The 2023 presidential election in Nigeria was marred by numerous irregularities and allegations of fraud. According to international observers, including the European Union, the election did not meet international standards for free and fair elections. Nevertheless, Nobel Prize-winning author and Yoruba politician Wole Soyinka defended the election results and criticized those who questioned their legitimacy.
In the aftermath of the election, Soyinka issued a series of statements attacking those who questioned the results. He accused them of being ‘enemies of democracy’ and ‘saboteurs of the Nigerian state’. He also claimed that any attempt to overturn the election results would be a ‘coup against the will of the people’. These statements have been met with widespread criticism from both within and outside of Nigeria.
There’s no doubt that Soyinka’s statements would have a chilling effect on free speech and political debate in Nigeria.
They will also create a climate of fear and uncertainty, leading to a decline in civic engagement and public trust.
The effects of these developments are likely to be long-lasting, and will have significant implications for the future of Nigeria’s democracy.
There’s is no doubt that Wole Soyinka is a well-known champion of democracy and human rights.
He has spoken out against military dictatorships and advocated for greater freedom of expression.
In fact, I believe that he was awarded the Nobel Prize in Literature in 1986, not just for his outstanding works of literature but also in recognition of his ‘courageous and uncompromising commitment to human rights and social justice’.
However, his recent statements in support of the flawed election results are in stark contrast to his earlier stance on these issues.
It’s clear that Soyinka’s support for the flawed election results in favor of his tribesman TInubu seems to be motivated by his belief in the ancient tribal ideologies of Tiwantiwa and Obatala.
These ideologies prioritize the interests of one’s ethnic group over the broader goals of patriotism, unity and overall development of the Nigerian society.
As a result, his actions seem to reflect a narrow, tribalistic worldview that contradicts his past statements and principles.
Soyinka’s statements and actions have serious implications for the future of democracy in Nigeria.
If prominent figures like him continue to prioritize ethnic loyalty over democratic principles, it will be difficult for the country to achieve true democracy and unity.
This could lead to further division and instability, and could ultimately undermine the very foundations of the Nigerian state.
In light of Wole Soyinka’s recent actions and statements, the Nobel laureate prize committee should be deeply concerned about the state of democracy in Nigeria.

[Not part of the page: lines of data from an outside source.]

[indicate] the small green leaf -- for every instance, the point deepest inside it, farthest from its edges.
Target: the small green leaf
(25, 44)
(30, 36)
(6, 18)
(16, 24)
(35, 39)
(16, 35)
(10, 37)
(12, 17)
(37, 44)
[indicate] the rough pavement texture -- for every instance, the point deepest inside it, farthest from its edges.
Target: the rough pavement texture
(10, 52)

We believe that it is essential for them to uphold the values of democracy and human rights, and to promote unity and progress in the country.

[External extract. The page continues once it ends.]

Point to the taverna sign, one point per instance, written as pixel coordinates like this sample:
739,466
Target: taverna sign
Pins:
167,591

In addition to issuing a statement of condemnation, the Nobel committee should consider revoking Wole Soyinka’s Nobel Prize.
We believe that his actions are not befitting of a Nobel laureate, and that he has betrayed the values of democracy and human rights that the prize represents.
We hope that this action will send a strong message and serve as a deterrent to others who might consider similar actions.
The international community should consider targeted sanctions against individuals and entities that are found to be violating democratic principles and values in Nigeria.
This will send a strong message, while avoiding any unintended consequences that could harm ordinary Nigerians.
It is clear that the future of Nigeria depends on the promotion of unity and democracy. This is a call on all Nigerians to work together to build a better future for the country.
This will require the support of civil society, the media, and the international community. Together, we can ensure that the values of democracy, human rights, and the rule of law are upheld, and that Nigeria has a bright future ahead.